The Silvians fled after that, unable to survive within the crush of darkness brought down upon them. With them fled the light of Deleienvail, which had guided the humans of the west for thousands of years, and without its bastions the fortress crumbled, succumbing to the darkness.
The Silvi ships had departed like swans across the ocean in a stream of brilliant white sails and arching sterns. Every ship had departed leaving the once overflowing piers empty of their proud vessels.

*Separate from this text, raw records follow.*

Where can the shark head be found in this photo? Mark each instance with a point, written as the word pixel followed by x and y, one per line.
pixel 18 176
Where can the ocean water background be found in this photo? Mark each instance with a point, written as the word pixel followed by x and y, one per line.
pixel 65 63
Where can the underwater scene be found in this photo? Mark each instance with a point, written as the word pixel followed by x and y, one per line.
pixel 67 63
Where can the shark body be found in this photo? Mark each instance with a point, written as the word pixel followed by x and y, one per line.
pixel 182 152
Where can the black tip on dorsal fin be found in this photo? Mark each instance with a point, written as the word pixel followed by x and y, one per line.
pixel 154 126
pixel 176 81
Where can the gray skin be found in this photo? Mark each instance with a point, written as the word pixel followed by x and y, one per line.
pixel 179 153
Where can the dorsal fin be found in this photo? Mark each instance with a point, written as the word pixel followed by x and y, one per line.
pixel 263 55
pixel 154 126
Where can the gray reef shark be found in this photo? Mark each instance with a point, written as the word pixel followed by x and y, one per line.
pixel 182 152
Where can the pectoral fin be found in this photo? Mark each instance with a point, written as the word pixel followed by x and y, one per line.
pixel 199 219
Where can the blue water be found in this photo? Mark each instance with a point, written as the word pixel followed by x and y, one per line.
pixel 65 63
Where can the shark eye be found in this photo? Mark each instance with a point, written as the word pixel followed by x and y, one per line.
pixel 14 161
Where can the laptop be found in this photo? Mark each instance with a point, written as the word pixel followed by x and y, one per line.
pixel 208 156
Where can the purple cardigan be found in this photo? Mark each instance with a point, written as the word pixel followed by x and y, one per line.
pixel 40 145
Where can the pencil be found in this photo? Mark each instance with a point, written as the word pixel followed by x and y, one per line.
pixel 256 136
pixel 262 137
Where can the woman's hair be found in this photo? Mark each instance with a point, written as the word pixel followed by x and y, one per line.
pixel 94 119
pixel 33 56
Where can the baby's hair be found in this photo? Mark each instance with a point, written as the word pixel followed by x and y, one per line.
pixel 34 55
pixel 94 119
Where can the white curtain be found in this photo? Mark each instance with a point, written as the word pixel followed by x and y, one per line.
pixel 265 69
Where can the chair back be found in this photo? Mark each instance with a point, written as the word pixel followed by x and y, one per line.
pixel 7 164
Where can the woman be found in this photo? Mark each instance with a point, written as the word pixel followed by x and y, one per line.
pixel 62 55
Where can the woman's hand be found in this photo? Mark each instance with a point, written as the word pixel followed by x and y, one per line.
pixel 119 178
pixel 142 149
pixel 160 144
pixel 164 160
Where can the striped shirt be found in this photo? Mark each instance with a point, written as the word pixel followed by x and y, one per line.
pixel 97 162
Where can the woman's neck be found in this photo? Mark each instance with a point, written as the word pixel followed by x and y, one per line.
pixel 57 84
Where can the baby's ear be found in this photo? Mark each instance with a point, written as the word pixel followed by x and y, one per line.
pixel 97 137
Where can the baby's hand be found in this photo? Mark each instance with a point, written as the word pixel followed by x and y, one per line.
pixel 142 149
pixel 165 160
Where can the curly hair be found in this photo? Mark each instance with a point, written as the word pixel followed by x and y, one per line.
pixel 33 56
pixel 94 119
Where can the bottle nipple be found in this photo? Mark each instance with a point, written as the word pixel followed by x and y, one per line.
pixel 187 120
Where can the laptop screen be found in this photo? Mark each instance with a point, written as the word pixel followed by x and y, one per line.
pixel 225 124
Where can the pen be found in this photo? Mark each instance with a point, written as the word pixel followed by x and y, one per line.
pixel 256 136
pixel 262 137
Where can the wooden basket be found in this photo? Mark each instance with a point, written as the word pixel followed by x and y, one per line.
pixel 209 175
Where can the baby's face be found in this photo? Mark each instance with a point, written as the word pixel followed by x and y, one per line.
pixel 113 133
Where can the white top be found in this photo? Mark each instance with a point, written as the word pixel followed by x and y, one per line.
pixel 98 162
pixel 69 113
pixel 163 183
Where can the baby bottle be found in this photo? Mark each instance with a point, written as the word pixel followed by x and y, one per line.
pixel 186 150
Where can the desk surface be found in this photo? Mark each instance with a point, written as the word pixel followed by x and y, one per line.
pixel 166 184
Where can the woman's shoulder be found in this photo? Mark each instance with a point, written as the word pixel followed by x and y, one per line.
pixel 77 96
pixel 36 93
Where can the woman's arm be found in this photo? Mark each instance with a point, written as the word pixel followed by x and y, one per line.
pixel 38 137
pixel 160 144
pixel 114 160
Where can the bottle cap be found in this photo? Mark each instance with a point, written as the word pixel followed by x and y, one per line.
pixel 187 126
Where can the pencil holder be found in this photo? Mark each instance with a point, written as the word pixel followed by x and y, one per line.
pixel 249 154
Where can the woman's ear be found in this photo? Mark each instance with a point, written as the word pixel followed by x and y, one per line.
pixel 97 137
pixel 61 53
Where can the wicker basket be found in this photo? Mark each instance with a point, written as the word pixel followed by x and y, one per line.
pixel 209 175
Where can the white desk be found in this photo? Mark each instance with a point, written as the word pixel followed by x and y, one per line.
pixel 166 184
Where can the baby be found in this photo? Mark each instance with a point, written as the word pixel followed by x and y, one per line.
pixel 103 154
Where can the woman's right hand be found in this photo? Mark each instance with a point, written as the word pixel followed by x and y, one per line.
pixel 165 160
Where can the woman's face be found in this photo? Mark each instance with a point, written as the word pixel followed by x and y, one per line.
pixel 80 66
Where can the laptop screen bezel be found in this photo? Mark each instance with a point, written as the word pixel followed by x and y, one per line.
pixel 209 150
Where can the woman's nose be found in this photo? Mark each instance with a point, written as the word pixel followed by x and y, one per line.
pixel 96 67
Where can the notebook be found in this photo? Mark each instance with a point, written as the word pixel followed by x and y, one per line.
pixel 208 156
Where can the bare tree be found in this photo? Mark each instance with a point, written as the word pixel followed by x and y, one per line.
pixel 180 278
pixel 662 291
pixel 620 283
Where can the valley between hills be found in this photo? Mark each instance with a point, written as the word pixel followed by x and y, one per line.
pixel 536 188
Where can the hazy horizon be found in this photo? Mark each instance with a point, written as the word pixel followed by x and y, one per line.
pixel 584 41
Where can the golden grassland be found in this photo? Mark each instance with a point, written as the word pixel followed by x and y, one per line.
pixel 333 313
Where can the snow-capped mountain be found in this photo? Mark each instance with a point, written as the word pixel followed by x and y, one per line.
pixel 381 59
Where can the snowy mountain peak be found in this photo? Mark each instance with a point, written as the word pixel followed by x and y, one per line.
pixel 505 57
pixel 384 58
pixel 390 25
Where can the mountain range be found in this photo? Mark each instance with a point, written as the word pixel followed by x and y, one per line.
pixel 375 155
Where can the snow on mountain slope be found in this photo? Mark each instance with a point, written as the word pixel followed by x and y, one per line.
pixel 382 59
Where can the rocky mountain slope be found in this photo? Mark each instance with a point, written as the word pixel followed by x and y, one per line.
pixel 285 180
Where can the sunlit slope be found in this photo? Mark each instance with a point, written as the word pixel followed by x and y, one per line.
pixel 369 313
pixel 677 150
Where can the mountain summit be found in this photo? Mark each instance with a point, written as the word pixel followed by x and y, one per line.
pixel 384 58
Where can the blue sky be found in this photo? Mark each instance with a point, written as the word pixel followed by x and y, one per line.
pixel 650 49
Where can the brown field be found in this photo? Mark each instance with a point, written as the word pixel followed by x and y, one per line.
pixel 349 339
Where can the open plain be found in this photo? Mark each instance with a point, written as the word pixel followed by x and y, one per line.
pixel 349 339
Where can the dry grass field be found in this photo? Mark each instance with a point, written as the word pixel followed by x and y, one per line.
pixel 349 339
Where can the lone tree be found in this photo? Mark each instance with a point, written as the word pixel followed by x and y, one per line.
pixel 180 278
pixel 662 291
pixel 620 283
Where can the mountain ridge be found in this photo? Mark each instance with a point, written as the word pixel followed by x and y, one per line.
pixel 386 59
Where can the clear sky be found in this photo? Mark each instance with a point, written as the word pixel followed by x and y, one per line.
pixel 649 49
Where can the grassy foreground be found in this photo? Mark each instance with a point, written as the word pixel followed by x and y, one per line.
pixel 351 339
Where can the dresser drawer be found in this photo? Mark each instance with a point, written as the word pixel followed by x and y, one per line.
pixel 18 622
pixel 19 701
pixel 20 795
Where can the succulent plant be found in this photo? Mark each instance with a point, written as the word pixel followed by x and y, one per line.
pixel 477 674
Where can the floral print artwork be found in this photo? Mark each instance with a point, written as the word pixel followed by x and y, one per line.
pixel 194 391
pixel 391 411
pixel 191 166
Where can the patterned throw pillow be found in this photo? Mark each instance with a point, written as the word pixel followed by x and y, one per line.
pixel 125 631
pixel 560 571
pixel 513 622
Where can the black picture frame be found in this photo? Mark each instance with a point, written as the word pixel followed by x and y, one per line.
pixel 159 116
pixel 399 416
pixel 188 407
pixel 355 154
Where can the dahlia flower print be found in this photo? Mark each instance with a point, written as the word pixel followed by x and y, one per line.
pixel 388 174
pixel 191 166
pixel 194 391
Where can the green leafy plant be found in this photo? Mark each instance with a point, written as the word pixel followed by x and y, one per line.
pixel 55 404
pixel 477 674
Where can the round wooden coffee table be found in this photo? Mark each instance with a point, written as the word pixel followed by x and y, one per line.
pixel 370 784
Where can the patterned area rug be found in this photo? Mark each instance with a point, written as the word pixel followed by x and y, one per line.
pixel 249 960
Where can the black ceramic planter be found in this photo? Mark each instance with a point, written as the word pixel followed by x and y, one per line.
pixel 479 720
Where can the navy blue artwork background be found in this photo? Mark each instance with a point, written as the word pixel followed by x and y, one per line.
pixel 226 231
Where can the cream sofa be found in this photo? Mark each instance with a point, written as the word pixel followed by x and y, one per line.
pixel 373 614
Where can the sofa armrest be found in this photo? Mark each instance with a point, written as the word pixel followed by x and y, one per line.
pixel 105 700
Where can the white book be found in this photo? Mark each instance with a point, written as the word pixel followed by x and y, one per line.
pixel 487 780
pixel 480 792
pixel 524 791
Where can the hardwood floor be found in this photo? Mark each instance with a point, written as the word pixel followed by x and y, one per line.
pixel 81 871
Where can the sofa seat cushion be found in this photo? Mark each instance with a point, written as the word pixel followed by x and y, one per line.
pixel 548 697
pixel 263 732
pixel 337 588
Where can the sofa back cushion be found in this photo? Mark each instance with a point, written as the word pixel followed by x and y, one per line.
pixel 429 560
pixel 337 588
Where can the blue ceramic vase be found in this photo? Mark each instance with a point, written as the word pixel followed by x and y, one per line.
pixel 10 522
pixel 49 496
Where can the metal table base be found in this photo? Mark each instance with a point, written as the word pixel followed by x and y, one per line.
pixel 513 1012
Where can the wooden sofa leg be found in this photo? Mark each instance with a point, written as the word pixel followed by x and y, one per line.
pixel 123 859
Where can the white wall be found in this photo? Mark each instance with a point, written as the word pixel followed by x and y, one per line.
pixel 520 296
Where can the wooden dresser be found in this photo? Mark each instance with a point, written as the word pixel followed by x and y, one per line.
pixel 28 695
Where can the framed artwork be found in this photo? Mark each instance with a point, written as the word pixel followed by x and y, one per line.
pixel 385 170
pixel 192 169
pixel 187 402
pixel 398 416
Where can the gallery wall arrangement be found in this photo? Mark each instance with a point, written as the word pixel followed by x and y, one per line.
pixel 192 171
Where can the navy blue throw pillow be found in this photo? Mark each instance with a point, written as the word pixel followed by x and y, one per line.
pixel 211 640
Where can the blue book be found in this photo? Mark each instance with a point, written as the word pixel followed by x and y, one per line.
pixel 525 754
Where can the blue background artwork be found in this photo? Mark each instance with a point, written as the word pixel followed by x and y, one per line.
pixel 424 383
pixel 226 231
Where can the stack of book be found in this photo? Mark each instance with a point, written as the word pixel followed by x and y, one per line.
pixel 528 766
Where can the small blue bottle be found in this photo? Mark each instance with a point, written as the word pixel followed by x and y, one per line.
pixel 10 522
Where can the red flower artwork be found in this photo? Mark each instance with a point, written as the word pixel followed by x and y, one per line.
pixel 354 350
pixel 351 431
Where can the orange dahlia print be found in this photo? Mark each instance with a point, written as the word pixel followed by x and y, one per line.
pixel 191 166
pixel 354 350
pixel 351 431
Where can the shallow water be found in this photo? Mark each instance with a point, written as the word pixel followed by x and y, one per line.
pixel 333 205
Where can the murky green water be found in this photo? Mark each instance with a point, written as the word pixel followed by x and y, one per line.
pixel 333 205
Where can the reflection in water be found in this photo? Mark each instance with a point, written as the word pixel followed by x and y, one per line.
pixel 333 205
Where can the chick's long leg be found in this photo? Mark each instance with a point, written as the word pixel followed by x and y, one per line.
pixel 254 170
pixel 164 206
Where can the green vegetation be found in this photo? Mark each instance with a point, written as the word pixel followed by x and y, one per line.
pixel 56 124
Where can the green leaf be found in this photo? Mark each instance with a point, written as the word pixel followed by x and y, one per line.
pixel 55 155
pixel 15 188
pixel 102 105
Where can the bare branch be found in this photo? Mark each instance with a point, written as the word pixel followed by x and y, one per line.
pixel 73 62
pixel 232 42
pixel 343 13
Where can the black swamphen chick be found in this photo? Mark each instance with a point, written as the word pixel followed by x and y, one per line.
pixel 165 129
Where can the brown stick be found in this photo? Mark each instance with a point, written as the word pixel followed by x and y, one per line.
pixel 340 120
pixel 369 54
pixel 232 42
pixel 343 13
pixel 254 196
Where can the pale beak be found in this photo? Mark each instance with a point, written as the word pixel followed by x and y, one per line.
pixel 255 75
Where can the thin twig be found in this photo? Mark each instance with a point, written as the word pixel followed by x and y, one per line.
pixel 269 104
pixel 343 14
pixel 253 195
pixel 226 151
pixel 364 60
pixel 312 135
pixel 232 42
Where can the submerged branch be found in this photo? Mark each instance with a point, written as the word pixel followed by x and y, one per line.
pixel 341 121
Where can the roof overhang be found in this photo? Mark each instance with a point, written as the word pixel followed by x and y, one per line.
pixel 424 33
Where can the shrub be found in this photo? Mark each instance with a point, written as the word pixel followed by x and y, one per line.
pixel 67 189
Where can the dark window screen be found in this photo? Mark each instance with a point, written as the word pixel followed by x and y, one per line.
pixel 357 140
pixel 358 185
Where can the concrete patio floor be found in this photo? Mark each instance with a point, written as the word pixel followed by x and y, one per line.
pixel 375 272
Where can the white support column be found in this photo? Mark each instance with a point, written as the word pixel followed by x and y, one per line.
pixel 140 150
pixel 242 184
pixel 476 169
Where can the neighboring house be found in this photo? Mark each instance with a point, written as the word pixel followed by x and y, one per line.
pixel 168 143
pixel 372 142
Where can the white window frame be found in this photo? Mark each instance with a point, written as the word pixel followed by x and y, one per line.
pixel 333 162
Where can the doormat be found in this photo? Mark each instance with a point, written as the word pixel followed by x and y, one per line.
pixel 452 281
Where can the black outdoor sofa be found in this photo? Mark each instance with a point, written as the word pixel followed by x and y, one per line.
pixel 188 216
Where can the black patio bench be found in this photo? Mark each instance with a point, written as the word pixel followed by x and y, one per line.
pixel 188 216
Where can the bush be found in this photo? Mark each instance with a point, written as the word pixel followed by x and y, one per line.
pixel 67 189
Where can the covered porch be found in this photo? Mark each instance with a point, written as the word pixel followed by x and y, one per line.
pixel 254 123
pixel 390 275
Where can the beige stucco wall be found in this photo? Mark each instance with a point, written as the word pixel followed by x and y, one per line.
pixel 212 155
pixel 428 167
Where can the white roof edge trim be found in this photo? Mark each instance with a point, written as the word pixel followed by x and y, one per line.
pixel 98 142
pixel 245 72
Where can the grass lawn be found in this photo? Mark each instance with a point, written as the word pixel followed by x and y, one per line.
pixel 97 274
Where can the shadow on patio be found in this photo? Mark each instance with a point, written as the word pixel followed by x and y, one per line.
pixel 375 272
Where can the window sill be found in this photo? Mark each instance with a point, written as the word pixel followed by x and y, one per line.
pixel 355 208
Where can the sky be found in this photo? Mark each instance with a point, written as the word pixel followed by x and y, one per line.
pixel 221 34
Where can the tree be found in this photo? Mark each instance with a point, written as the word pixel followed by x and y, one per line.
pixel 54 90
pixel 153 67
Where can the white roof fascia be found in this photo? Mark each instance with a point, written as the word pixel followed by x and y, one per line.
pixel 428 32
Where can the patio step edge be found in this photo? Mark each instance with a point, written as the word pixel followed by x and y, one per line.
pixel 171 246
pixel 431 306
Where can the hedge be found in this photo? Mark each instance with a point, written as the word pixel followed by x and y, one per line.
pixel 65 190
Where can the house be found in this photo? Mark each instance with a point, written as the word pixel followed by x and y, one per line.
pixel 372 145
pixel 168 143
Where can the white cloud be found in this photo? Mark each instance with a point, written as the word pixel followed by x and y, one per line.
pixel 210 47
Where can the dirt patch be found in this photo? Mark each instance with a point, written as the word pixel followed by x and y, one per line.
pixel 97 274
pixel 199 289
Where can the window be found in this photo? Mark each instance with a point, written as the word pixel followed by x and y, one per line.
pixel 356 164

Never more did anyone see the magnificent ships of the Silvi grace the waters of Lanaia with their ivory masts, and flying pennants, and the waters of their beloved ocean turned to gray, as the presence of the Silvians forsook its swells.
Still though, thought Aearandein with deep bitterness. The poets descended from the northern men and the western peoples, still sang songs during the long fire lit eaves of the winter moths, of the great and beautiful departure of the people of Deleienvail, who sailed way to places unbeknownst, nearly seven hundred years ago.
Aearandein hung his gray head and clutched his failing heart as he slumped down onto the rubble of the pier. What would he know though? Of the goings on seven hundred years ago? He was just the old man the children called the watcher, because of the way he stared out over the waters. He was only the old man who told the little ones his stories of the old Silvi people, and the tales of their mighty king. The king who would not abandon his fortress. The king they called Aearandein.